These flies are meant to be slowly pulled across the surface, perhaps diving ever so slightly. The protracted bubble trail and the subtle action might trigger a recalcitrant fsih.
That easy tantalizing action is sometimes too much for Big Daddy Small-jaws to resist. The Sneaky Pete pattern has rubber legs and a feathered tail. The Drakes’s Slider, a hair pattern, is extremely versatile.
These flies can dive sharply and wobble at the same time. The most famous are the deer hair Dahlberg Divers created by Larry Dahlberg of Grantsburg, WI.
Some feel they are the best all around choice because the pop and dive. They act as a surface popper when twitched and, with steady retrieve, will dive and swim. Use these when the fish simply won’t take the bouyant surface poppers and require a different presentation.

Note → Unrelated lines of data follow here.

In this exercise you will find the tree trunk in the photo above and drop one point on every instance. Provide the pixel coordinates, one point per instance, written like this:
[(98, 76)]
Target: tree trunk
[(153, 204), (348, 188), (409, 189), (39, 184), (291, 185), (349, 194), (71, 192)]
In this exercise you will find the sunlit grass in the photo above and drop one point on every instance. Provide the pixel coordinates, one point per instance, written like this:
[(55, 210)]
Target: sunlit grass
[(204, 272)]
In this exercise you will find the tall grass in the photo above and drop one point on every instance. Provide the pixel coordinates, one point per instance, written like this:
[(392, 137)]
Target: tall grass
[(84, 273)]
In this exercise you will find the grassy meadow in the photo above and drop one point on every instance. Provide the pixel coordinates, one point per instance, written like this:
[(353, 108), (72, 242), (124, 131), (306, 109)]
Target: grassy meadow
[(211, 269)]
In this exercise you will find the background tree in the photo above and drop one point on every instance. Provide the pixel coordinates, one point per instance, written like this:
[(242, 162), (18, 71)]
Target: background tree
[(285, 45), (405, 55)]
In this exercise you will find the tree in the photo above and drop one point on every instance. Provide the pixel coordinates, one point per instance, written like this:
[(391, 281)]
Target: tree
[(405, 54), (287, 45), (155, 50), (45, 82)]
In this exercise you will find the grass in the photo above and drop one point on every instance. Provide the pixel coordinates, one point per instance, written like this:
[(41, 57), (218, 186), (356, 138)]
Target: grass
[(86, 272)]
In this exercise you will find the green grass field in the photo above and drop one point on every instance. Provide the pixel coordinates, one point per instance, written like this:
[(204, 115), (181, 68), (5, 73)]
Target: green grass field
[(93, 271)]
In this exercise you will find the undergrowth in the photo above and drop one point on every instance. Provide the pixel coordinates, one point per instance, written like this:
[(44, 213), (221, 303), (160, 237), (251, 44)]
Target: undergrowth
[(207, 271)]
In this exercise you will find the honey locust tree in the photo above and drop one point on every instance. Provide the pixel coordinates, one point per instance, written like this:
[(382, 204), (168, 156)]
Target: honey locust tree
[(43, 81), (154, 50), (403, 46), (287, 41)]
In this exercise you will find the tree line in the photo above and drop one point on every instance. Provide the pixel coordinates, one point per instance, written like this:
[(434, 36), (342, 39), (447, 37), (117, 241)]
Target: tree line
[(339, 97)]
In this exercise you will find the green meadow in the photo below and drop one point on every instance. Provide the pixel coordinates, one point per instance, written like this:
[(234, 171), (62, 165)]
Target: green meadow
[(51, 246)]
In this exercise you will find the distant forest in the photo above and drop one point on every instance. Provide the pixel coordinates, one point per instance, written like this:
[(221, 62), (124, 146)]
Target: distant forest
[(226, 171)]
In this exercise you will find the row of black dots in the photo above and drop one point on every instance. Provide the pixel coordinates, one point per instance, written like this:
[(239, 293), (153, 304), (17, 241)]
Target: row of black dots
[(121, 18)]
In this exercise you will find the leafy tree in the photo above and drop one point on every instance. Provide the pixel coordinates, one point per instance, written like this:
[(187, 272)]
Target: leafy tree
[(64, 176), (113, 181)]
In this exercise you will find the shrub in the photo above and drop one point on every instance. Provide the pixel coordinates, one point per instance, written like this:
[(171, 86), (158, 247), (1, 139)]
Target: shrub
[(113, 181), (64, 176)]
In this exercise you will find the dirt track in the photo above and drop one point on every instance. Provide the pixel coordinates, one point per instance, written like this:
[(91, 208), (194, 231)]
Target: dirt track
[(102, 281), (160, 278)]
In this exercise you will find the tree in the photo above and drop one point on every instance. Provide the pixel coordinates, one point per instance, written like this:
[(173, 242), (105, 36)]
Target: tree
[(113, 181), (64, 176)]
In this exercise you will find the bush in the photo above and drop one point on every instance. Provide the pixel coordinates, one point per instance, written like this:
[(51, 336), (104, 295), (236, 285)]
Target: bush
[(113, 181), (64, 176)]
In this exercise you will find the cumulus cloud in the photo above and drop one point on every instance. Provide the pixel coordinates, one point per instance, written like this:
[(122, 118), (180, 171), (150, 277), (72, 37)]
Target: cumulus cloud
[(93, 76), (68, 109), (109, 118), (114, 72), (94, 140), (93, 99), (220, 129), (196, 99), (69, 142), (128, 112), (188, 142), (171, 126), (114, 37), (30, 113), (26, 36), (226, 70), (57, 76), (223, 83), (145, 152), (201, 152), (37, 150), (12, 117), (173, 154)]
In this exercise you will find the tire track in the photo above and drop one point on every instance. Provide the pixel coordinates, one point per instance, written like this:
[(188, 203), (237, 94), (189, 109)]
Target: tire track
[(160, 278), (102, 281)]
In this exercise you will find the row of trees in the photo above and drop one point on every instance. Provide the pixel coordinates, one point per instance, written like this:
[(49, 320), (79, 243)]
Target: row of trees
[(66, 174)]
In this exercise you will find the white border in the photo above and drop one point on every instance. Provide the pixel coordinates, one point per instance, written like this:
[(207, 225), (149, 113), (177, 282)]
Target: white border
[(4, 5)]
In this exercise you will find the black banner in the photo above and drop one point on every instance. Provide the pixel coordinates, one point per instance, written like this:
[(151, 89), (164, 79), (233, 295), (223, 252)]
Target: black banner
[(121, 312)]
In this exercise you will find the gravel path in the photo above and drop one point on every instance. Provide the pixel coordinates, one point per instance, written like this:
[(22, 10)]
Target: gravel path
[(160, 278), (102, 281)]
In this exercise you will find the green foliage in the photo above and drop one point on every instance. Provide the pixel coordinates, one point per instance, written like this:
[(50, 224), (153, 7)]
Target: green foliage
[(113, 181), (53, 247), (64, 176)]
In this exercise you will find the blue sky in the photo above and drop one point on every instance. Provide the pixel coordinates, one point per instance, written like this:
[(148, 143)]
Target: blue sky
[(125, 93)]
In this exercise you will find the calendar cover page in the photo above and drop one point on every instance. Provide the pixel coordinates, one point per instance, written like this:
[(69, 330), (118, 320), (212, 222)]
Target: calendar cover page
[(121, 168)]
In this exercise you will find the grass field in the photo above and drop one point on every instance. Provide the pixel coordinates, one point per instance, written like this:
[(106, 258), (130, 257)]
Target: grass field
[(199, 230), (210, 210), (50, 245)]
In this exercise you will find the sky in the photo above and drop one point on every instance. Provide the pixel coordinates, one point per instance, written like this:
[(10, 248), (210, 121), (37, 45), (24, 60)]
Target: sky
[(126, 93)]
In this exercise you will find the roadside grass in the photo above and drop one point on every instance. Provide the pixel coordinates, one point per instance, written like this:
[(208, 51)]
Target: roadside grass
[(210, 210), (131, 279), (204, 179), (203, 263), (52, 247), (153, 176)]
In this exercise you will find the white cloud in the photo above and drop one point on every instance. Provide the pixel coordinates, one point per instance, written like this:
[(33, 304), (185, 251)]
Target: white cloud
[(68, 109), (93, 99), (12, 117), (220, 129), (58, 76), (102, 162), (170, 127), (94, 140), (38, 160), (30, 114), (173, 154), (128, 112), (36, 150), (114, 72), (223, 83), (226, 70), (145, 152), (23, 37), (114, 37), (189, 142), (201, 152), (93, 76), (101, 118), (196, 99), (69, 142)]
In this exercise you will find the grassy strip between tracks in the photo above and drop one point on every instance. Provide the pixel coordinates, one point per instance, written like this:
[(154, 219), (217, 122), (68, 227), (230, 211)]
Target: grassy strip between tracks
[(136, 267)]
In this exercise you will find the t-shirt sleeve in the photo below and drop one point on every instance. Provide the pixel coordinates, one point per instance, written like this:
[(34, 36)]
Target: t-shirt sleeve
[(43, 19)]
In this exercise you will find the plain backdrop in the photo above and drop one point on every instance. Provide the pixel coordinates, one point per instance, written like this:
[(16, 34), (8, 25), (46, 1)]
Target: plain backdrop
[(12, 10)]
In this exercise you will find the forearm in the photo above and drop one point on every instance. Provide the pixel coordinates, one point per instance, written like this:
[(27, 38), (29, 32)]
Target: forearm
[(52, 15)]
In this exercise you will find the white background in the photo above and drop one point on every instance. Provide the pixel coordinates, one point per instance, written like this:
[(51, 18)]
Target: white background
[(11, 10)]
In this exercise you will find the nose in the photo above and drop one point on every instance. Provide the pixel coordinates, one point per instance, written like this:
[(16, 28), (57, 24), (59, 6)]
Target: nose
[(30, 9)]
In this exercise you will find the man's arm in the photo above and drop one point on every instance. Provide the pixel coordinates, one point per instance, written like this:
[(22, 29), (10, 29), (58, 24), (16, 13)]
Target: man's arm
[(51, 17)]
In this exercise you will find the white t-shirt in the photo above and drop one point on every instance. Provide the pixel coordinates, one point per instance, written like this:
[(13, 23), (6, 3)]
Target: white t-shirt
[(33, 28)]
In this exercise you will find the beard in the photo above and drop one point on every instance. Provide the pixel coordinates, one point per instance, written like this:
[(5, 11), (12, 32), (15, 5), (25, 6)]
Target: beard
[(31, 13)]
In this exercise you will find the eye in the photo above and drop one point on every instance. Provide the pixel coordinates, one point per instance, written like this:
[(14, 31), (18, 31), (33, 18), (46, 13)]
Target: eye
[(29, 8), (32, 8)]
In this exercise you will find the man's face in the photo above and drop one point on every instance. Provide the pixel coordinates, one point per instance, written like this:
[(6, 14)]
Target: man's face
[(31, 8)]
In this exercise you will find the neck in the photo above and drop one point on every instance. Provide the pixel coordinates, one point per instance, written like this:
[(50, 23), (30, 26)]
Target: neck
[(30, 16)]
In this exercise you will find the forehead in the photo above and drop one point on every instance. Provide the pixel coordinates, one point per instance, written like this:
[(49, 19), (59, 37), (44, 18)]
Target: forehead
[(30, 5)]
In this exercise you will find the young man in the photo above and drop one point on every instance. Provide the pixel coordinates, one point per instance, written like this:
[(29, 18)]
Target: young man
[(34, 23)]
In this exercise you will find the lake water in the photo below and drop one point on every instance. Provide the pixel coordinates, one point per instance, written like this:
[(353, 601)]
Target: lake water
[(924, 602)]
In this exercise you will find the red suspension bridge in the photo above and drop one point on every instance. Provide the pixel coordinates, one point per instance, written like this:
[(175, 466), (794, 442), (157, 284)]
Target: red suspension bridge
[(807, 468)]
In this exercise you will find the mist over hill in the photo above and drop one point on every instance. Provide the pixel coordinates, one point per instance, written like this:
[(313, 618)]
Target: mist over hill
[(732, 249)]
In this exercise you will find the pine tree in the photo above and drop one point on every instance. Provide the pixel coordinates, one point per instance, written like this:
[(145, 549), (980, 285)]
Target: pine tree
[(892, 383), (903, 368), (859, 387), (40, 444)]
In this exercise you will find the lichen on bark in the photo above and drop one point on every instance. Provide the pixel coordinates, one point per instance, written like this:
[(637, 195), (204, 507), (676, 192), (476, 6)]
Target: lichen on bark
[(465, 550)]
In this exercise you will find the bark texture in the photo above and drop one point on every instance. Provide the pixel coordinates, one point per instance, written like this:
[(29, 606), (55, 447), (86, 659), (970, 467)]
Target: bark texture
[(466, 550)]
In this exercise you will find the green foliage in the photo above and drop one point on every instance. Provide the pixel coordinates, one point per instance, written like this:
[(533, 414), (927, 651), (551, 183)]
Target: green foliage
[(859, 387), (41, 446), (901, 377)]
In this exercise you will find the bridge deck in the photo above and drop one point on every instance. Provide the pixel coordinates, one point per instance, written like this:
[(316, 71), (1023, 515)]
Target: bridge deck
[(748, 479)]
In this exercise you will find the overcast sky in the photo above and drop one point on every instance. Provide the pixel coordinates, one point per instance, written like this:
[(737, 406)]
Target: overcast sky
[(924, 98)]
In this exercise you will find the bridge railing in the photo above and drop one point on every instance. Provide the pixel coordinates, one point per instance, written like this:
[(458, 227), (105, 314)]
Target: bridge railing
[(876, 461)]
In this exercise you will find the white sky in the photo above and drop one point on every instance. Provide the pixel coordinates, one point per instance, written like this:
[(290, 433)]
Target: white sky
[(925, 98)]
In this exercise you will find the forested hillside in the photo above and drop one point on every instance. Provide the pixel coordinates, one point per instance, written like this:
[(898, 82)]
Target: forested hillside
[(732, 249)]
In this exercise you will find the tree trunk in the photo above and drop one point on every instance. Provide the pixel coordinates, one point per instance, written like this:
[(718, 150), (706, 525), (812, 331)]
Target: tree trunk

Some have fur strips and others employ feathers for tails. Generally use a long pull to start these, let the fly rise a bit, shuck it again, and shake it as it rises to the surface with short strips.
Skitter pop type poppers such as a pencil popper definitely have their moments. This group is a saltwater standard, but not commonly seen bouncing off rocks along the river shoreline. The slender body offers a different profile, more minnow-like in appearance.
They can be worked to simulate a struggling minnow on the surface. These kinds of flies need a more erratic retrieve than sometimes used with a traditional popper.